The first stems from the lack of data about ADIA, the largest fund in the Gulf. If – as the Wall Street Journal reported in late 2000 -- ADIA only had about $150 billion at the end of 2000 and if its returns matched the returns on a set of broad market indexes, ADIA might only have $500 billion or so today. That is well below most estimates -- and below the trajectory implied in the graph above. To get a total in the $600-700 billion range (as in the chart above) ADIA had to have a sizeable emerging market equity portfolio and to have picked fund managers that outperformed the market. We didn’t explicitly try to model ADIA’s (assumed) participation in some high-flying (until recently) private equity funds; that could be one source of out-performance. And even the $600-700 billion portfolio above is far smaller than some market estimates.

The second is that the Saudis are now rather consistently hinting -- see Henny Sender’s FT article -- that they don’t disclose all of their assets. The chart is based only on the Saudis reported assets.

Generating a picture requires making some big assumptions. The potential for error is enormous. But there is little doubt that the Gulf funds grew significantly from 2003 to the end of 2007, propelled both by the rebound in global equities from the .com crash and large oil inflows. And there is even less doubt that $125 a barrel oil implies even more rapid expansion.
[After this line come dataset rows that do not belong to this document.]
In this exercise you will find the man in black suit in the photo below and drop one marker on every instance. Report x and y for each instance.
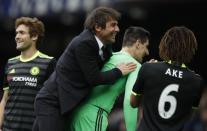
(78, 69)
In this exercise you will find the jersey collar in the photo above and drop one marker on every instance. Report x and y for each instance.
(29, 59)
(183, 65)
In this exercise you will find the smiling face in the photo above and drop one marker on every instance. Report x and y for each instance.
(23, 39)
(141, 50)
(108, 34)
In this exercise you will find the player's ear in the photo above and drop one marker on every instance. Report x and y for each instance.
(98, 28)
(34, 37)
(137, 44)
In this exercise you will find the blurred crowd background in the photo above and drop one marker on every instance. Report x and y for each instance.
(64, 19)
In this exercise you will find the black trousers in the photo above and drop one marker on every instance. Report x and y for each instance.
(48, 117)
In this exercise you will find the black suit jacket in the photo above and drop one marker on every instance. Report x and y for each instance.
(77, 71)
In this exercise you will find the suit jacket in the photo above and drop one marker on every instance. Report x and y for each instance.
(77, 71)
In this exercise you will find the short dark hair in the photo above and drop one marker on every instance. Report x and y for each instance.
(99, 16)
(134, 33)
(36, 27)
(178, 44)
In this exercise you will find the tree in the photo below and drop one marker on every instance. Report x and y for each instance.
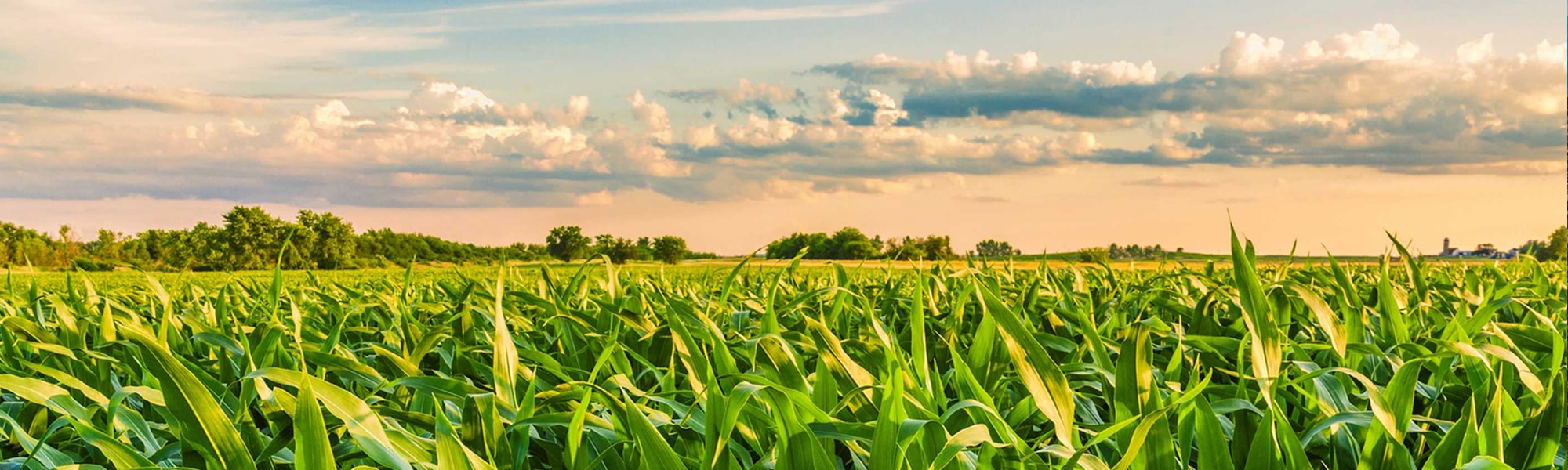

To me, though, the growth in the foreign assets of China’s government over the past few years is even more remarkable than the growth in the Gulf’s funds over the past few years. China has more than kept pace with the Gulf.

’gcc-v-china-2.JPG’

That is a major change from the last big oil shock. In 1979 and 1980, Asia ran a current account deficit, not a surplus. As a result, the big Asian emerging economies of the time were not building up their foreign assets at the same time that the oil exporters were building up their foreign assets. In 2007, the rise in China’s foreign assets likely topped the combined rise in the foreign assets of all the oil exporters. That likely will change if oil stays at $125 a barrel -- though if hot money flows to China continue, China could be surprisingly competitive.

The resulting shift in global financial firepower -- a shift toward Asia, Russia and the Gulf; a shift toward sovereign investors; and a shift away from democratically-elected governments -- is staggering.